Is Russia regrouping for renewed cyberwar?

Nezalezhnosti square in Kiev

As the second year of the Russian war in Ukraine commences, a detailed survey of the cyberattacks used during the first year of the war, and especially new developments we have observed in recent months, provide hints of what the future of this hybrid war may hold.

Since the start of the war, Russia has deployed at least nine new wiper families and two types of ransomware against more than 100 government and private sector Ukrainian organizations. Strong cyber defense partnerships between the public and private sector, and Ukrainian preparedness and resilience, has successfully defended against most of these attacks, but Russian activity continues.

In 2023, Russia has stepped up its espionage attacks, targeting organizations in at least 17 European nations, mostly government agencies. Wiper attacks continue in Ukraine.
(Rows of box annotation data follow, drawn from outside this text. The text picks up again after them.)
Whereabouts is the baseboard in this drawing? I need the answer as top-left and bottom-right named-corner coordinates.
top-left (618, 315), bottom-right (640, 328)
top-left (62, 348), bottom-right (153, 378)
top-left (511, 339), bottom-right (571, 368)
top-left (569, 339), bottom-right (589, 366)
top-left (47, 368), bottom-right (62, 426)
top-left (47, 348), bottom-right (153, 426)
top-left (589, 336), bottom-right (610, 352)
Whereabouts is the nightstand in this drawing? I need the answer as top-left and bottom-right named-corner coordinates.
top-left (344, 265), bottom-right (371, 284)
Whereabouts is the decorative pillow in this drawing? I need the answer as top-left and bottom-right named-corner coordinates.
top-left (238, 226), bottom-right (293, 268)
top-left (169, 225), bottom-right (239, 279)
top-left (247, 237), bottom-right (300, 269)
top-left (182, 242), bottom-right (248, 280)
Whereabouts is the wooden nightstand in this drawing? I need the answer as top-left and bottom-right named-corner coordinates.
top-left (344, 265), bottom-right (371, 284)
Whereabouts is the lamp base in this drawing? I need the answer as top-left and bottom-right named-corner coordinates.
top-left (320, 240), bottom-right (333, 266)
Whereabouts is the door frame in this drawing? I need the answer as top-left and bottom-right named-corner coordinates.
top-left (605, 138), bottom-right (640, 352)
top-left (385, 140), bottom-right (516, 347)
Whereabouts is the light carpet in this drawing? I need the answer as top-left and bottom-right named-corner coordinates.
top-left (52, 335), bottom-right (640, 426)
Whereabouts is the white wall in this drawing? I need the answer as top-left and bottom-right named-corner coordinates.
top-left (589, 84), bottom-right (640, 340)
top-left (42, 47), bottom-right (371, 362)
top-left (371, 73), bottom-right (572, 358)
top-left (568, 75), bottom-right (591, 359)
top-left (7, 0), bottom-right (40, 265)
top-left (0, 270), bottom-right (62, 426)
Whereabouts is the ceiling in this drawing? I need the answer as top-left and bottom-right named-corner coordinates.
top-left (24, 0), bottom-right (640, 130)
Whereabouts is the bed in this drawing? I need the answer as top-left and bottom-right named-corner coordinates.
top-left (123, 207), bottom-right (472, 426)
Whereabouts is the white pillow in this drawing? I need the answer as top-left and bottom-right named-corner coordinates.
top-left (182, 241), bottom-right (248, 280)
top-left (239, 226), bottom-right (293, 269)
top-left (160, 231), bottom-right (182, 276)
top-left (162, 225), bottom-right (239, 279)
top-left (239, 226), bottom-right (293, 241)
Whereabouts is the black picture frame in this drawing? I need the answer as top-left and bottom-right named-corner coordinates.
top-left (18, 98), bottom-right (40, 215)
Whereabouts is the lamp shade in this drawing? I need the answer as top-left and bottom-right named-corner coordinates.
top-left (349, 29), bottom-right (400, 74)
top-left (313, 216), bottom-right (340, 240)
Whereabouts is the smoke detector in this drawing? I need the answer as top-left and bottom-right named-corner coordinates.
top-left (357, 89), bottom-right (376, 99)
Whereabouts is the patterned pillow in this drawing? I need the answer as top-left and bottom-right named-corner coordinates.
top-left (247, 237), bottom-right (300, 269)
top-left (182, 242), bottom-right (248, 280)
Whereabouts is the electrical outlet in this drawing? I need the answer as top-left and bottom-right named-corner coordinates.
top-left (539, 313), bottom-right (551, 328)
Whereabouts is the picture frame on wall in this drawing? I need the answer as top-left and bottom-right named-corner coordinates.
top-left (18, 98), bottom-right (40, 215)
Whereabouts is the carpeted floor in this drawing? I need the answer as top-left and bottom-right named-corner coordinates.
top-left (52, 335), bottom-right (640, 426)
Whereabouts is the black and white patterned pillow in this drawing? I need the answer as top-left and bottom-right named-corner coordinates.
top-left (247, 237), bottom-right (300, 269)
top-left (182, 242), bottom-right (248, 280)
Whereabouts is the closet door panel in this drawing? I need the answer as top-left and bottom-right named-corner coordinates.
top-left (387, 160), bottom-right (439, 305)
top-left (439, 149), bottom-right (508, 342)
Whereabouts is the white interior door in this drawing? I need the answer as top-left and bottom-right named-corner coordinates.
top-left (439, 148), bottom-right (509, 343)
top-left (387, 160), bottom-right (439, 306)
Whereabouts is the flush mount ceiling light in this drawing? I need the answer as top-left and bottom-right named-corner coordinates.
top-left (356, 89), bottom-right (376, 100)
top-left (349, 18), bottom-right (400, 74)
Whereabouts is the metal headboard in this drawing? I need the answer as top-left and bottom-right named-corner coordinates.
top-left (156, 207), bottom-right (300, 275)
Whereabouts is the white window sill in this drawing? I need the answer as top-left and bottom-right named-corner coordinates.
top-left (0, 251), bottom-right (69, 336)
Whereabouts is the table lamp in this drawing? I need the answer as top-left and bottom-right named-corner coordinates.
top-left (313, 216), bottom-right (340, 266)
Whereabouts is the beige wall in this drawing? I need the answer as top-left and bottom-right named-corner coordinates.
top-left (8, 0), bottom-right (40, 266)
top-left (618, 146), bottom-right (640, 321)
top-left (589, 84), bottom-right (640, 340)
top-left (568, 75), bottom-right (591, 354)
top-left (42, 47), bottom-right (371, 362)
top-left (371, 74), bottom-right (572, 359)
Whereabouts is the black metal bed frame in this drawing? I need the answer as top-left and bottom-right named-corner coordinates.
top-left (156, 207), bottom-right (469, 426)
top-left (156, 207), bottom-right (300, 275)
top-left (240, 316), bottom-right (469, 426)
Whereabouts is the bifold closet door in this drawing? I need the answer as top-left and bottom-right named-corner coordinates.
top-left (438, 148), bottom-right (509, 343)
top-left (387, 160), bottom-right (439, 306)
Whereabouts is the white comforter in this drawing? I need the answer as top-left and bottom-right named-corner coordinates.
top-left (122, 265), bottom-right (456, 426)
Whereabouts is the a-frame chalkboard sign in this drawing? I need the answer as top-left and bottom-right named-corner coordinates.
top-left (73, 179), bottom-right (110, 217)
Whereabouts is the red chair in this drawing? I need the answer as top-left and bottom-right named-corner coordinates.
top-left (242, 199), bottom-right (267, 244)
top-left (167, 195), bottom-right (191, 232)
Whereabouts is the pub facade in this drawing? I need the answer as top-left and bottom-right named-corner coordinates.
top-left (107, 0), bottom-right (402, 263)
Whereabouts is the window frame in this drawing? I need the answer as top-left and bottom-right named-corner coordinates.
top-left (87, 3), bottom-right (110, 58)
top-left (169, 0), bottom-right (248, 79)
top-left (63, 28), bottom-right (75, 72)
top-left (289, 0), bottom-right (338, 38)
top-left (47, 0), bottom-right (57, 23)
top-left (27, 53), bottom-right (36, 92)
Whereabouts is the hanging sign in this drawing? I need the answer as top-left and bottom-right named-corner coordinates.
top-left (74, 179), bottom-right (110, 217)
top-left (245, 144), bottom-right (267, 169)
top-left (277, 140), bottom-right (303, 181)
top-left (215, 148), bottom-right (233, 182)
We also continue to monitor for the development and deployment of new ransomware variants. As of late November 2022, Microsoft and other security firms identified a new form of ransomware, called “Sullivan”, deployed against Ukrainian targets, in addition to the “Prestige” ransomware Russia deployed in Ukraine and Poland in October 2022. Our analysis suggests that Russia will continue to conduct espionage attacks against Ukraine and Ukraine’s partners, and destructive attacks within and potentially outside Ukraine as was done with Prestige.

The Russian hybrid offensive has also included sophisticated influence operations. For example, Moscow’s propaganda machine has recently taken aim at Ukrainian refugee populations across Europe, trying to convince them that they could be deported and conscripted into the Ukrainian military.

Russia-aligned influence operations have also recently heightened tensions in Moldova. Russian media promoted protests supported by a pro-Russia political party encouraging citizens to demand the government pay for winter energy bills. Another Russia-aligned campaign called “Moldova Leaks” published alleged leaks from Moldovan politicians, just one of a number of hack-and-leak operations aimed at sowing distrust between European citizens and their governments.

These are a few of the insights in a new Microsoft Threat Intelligence report on Russian activity, available here. The report highlights some other important broad trends.

First, Moscow’s hybrid war in Ukraine has not gone to plan. Robust engagement by Ukrainian and international network defenders and a Ukrainian population hardened against Russian propaganda efforts have denied the Kremlin the quick victory it expected.

Second, Russian cyberthreat activity has adjusted its targeting and techniques, expanding their accesses in support of intelligence gathering on Ukraine and supporting nations’ civilian and military assets, and prepositioning for destructive attacks in Ukraine and possibly beyond. The development of new forms of ransomware is an example of this but others include using social media to market backdoored, pirated software to Ukrainian audiences that then enables initial access to organizations, and spearphishing campaigns targeting vulnerable on-premise servers in government, IT and disaster response organizations in Europe. Third, there are no geographical boundaries off limits to attempted Russian attacks. Cyberthreat actors with known or suspected ties to Russia’s intelligence services have attempted to gain initial access to government and defense-related organizations not only in Central and Eastern Europe but also in the Americas.

We share this information to prepare our customers and the global community for the spillover risk posed by recent targeting and make recommendations for hardening digital defenses. Microsoft is proud to have supported Ukraine’s digital defense since the start of the Russian invasion and the company’s entire threat intelligence community remains committed to detecting, assessing and protecting against Russian cyberattacks and online provocations as the conflict enters its second year.